DiMeo graduated from Penncrest High School, class of 1976, where he was quite active in student activities such as play production and the student council.

==Career==
DiMeo was the organizer of a renovating project entitled "Loft Living." The organization renovated lofts and brownstones in and around New York City. DiMeo later moved to Los Angeles, California where he continued the "Loft Living" project.

In 2003, DiMeo was cast in Extreme Makeover: Home Edition (138 episodes/2003–2012). According to DiMeo, he landed the job because the casting department was amused by his "grumpy" demeanor on the day of his audition.

In the first season, Extreme Makeover: Home Edition garnered an Emmy nomination for Outstanding Reality Program.

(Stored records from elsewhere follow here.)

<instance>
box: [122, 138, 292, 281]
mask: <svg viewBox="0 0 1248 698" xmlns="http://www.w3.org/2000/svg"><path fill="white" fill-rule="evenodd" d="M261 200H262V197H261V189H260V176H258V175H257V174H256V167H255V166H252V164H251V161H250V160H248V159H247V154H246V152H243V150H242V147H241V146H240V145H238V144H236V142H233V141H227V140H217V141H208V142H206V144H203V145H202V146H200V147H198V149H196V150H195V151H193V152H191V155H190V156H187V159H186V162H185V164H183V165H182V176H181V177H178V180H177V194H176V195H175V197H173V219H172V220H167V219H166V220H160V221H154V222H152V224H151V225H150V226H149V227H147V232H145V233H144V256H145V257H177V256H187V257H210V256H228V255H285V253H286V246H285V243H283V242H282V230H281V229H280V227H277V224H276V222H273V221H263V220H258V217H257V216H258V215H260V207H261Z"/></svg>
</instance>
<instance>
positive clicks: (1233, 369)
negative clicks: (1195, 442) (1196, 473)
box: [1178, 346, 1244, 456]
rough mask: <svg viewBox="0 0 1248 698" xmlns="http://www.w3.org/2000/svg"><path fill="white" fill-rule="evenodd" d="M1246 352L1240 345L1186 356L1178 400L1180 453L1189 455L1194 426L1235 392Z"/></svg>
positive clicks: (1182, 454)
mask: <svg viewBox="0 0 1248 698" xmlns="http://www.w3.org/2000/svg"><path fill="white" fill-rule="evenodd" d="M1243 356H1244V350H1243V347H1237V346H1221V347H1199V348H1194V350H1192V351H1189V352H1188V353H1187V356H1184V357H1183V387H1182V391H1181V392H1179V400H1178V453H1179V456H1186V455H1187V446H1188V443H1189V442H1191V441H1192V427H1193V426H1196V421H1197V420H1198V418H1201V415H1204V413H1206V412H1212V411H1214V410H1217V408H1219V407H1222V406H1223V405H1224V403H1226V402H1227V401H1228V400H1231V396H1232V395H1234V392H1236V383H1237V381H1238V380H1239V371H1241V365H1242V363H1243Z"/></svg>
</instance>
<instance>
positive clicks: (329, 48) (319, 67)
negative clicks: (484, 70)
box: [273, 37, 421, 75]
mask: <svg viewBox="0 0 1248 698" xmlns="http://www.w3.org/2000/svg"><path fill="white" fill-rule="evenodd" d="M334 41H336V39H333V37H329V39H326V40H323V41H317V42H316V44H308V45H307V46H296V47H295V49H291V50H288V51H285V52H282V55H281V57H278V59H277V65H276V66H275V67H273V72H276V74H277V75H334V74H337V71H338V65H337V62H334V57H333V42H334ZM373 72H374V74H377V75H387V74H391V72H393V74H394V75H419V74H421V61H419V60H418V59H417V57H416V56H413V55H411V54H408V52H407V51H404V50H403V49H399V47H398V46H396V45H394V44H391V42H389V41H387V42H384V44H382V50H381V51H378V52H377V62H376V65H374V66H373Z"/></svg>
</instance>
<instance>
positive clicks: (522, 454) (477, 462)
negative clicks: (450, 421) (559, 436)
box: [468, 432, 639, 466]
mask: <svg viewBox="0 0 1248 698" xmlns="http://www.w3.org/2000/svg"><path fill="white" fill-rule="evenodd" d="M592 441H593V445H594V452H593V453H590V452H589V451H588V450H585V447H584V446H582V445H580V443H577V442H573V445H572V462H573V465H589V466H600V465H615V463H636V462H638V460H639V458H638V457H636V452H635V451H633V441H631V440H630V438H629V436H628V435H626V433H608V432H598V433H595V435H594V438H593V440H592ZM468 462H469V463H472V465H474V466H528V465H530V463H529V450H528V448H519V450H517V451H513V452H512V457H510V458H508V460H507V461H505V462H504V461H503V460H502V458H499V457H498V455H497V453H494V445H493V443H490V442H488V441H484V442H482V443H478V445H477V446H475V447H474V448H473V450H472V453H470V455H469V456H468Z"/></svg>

At the show’s peak, it was spoofed on Saturday Night Live on Dec. 14, 2019 on NBC. DiMeo was highlighted due to his propensity to cry frequently during many episodes of Extreme Makeover.

DiMeo worked with master carpenter Rob Hickman on the restoration of the Landmark Brownstone of Aaron Burr.

Has renovated celebrity homes, including those of Madonna, George Hamilton and Glenn Close.

In 2011, he was asked by Major League Baseball to design the MLB Fan Cave, where Mike O'Hara and Ryan Wagner watched every baseball game of the 2011 season. He hosts an infomercial for the WORX Trivac.

DiMeo starred in the reality TV show Building Wild, which was cancelled by the National Geographic Channel after two seasons.

==Personal life==
DiMeo lives in Los Angeles with his wife, Kelly Lynn.